Because the lover's fate/fortune falls short, its deficiencies cause the beloved's glances too to fall short. They remain so truncated and averted that they are (in some sense) eyelashes. That being so, then, why is their penetrating power, their flight, so long? Why do they pass through, and even beyond, the heart? Why, in short, do they behave like arrows?

If we actually envision these glances-turned-to-eyelashes as arrows, an awkward side-effect is apparent: if the beloved shot very many of them, she'd end up with no eyelashes, or maybe only a few little runty ones not fit for shooting. And there's also the bizarre vision of numerous tiny little eyelashes flying through the air and penetrating the lover's heart. But after all, this is the ghazal world. The lover's own eyelashes can just as well become numerous tiny pens with blood for ink, as in {233,6}; and the beloved's eyelashes can also dine festively on liver-fragments, as in {233,2}. So there's really no reason to start being too literal-minded about it.
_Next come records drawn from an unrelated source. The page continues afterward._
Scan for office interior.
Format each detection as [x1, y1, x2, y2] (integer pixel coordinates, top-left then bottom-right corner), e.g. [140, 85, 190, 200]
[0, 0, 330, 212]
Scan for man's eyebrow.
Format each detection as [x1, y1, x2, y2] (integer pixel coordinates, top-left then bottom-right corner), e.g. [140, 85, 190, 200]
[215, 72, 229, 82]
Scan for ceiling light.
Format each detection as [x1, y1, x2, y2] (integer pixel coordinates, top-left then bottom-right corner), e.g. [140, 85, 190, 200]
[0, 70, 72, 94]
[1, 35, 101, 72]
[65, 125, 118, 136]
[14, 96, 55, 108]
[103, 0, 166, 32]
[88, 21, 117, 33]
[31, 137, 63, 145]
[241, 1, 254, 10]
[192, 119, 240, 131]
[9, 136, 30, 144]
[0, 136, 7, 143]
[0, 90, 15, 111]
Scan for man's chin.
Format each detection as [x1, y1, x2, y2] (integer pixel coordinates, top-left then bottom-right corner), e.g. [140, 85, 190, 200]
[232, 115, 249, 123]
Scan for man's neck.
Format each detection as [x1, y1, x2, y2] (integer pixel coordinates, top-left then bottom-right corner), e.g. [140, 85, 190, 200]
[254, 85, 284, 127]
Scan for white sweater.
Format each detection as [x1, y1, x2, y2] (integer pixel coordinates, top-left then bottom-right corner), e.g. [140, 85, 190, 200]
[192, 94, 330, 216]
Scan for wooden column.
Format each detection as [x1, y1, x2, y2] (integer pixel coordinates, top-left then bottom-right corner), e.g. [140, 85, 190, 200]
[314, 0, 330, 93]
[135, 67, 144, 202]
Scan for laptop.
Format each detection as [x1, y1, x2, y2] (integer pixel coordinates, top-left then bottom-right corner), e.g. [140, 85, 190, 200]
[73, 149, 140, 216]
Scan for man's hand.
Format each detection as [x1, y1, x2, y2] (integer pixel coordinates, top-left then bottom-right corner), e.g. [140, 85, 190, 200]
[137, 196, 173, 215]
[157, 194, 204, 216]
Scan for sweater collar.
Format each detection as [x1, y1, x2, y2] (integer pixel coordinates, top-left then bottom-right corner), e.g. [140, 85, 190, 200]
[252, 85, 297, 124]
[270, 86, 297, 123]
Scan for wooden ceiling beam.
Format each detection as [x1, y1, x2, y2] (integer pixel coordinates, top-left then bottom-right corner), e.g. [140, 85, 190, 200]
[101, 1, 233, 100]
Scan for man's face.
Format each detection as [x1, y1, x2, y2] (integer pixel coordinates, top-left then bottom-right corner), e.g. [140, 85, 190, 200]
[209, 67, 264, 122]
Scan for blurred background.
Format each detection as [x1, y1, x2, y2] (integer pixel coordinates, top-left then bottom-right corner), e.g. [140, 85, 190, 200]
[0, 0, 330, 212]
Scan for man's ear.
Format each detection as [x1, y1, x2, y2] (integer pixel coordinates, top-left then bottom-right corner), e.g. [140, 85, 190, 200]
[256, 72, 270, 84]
But in any case, we can save ourselves from all such concerns by close attention to the actual structure of the verse: 'A behaves like B / A becomes C' (glances act like arrows; glances become eyelashes). The idea of glances as arrows is the primary one, and that of eyelashes as arrows is a secondary spin-off from it. Her glances 'became eyelashes' in the sense that they were short and downward-directed. Perhaps, as Faruqi argues, they didn't leave her eyes at all (which explains why the lover marvels at their paradoxical power to penetrate through and beyond the heart).

But how does the lover actually feel about these miraculous, paradoxical, short-and-long arrow-glances? He invokes the Lord, thus showing a strong degree of emotion, but his utterance is a question-- more of Ghalib's famous inshaa))iyah speech. There are at least two possible feeling-tones for his question. The lover might marvel delightedly at the arrows' deadliness, since against all odds, and despite his ill-fortune about her glances, he's not missing out on the mysteriously potent experience of passion.

Or alternatively, the lover might ruefully exclaim at his own talent for ending up with the worst of all worlds: he doesn't get a single real glance from the beloved's beautiful eyes, and yet his heart is repeatedly lacerated by deadly, impossible glance-arrows-- or, even worse, overshot by them as they sail past it and land uselessly somewhere on the far side. (Could it even be that the beloved is aiming them at someone else?)